26 novembro 2014

Os Call Centers e a instável substância do tempo



Há uma pergunta que me tem perseguido incessantemente e para a qual nunca consegui dar uma resposta convincente: por que razão aos 16 anos gostei tanto de trabalhar no McDonalds, quando recebia a miserável quantia de 2,55 euros à hora e não tinha qualquer estabilidade de horários? Embora tenha estudado um contexto organizacional diferente, é também sobre esses processos que fala João Carlos Louçã no seu livro “Call Centers – Trabalho, Domesticação e Resistências” (Deriva, 2013). Nele encontramos uma análise cuidada sobre os modernos processos de exploração, os dispositivos mais subtis e eficazes de produção de consentimento e as formas de resistência que, num contexto tão desfavorável, ainda assim se fazem sentir.  

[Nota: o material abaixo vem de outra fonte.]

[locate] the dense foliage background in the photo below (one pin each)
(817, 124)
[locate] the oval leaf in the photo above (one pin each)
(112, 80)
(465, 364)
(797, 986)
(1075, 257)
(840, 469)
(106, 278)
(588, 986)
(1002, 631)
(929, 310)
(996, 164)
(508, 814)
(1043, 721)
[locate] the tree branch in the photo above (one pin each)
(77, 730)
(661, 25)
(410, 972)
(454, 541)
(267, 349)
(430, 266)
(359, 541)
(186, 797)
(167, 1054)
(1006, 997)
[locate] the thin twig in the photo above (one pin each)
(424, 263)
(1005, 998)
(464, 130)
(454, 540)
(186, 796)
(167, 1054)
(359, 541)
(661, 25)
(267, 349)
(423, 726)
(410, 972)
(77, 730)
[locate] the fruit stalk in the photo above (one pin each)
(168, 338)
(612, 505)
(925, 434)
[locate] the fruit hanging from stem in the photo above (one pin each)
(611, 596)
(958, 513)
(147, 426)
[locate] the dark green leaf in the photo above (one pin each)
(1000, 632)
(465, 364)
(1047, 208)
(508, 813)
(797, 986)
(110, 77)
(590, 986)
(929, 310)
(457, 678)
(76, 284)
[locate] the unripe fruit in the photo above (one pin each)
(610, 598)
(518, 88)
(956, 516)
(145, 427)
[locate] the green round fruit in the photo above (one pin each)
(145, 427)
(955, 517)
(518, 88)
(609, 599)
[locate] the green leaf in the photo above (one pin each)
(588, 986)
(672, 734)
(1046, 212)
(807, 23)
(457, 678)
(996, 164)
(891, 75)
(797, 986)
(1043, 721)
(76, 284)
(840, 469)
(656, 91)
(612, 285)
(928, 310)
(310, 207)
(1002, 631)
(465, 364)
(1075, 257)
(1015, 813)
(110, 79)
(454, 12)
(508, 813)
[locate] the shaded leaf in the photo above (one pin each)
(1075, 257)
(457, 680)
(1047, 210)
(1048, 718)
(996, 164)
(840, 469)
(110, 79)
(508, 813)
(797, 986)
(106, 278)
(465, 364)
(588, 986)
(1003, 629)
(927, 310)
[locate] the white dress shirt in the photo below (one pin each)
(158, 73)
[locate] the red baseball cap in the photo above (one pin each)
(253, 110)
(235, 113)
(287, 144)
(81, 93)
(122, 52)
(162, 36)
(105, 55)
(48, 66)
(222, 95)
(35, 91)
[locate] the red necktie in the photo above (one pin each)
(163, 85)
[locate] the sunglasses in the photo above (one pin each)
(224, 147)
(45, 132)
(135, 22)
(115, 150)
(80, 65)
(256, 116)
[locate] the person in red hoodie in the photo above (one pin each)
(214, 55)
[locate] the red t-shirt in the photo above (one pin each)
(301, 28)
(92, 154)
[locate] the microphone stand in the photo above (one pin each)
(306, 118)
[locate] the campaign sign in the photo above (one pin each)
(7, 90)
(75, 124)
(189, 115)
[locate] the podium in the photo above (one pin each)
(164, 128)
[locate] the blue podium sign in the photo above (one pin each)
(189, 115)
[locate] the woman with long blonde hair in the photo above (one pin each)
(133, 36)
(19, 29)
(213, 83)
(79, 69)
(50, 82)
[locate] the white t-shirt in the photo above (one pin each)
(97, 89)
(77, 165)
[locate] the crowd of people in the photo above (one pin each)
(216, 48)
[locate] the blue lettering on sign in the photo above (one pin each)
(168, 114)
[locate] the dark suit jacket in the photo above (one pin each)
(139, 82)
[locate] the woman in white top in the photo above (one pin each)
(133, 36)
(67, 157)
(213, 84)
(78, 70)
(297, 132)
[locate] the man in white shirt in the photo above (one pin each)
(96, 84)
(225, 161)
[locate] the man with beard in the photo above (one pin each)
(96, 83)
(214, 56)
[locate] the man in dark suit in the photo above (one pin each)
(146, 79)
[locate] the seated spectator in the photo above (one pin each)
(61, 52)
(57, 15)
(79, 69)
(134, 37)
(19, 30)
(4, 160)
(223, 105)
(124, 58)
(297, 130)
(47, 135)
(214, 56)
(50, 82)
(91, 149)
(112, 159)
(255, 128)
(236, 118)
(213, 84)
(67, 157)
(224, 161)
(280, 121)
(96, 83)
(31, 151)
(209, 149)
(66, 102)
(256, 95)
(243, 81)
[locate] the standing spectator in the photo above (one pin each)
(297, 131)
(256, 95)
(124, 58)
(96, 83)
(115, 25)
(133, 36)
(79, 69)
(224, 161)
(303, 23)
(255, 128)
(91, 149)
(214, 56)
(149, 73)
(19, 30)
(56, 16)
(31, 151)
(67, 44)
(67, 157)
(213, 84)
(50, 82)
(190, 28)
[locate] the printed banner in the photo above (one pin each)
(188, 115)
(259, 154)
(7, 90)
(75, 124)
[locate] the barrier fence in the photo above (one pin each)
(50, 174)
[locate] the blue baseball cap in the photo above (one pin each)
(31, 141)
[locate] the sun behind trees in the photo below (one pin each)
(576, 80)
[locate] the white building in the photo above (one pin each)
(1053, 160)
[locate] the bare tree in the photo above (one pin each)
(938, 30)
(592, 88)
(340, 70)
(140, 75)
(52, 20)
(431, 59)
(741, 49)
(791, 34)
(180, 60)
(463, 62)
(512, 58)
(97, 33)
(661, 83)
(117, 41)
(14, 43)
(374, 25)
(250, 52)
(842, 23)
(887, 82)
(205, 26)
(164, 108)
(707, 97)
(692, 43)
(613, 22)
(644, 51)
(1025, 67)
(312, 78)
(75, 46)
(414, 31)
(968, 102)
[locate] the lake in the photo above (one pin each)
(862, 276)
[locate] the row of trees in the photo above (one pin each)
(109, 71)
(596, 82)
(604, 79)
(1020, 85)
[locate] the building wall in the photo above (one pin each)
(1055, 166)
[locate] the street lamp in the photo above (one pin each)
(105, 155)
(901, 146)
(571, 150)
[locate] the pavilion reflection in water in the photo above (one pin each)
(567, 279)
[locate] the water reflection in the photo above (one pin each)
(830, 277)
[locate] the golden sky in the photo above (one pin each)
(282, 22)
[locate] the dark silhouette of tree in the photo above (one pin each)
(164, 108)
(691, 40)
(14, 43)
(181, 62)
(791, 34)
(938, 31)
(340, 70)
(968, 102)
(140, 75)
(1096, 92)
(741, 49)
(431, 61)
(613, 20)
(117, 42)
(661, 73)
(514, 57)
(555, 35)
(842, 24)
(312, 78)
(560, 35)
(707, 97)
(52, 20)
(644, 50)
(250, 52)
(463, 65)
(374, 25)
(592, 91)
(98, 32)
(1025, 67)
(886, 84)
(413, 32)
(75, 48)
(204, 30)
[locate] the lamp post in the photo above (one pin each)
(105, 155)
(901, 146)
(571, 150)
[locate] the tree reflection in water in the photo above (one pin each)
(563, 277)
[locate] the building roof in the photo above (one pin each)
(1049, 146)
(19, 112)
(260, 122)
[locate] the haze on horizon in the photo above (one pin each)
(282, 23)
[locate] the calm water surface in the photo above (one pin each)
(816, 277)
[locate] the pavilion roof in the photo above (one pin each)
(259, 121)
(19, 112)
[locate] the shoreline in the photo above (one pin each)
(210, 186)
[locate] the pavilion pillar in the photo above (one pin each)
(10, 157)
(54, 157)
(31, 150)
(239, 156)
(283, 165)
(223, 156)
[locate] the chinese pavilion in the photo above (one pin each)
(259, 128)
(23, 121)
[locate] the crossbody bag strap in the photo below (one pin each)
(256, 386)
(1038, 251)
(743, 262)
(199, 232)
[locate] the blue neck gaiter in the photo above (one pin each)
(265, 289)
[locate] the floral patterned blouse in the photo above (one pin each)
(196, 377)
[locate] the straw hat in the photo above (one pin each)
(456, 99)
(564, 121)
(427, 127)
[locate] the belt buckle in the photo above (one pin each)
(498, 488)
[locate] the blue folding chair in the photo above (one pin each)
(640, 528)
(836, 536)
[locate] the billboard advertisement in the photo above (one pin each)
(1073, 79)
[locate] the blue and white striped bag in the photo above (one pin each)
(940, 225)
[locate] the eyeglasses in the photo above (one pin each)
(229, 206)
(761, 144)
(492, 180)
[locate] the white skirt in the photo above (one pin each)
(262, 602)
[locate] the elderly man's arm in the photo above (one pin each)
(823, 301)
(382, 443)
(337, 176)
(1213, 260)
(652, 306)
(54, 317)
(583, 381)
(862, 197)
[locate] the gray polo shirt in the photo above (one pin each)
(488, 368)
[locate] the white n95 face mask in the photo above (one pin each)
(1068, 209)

João Carlos Louçã mergulha nas vidas de 19 trabalhadores/as de várias idades, experiências profissionais, origens familiares, habilitações, tipos de contrato e funções organizacionais. Não ambicionando uma caracterização extensiva, o livro permite um olhar intensivo sobre as dinâmicas do trabalho, da sua organização e das identidades e resistências que nele emergem. Nenhum outro estudo em Portugal chegou tão longe na visibilização dos mundos ocultos dos Call Centers a partir das histórias dos seus protagonistas. 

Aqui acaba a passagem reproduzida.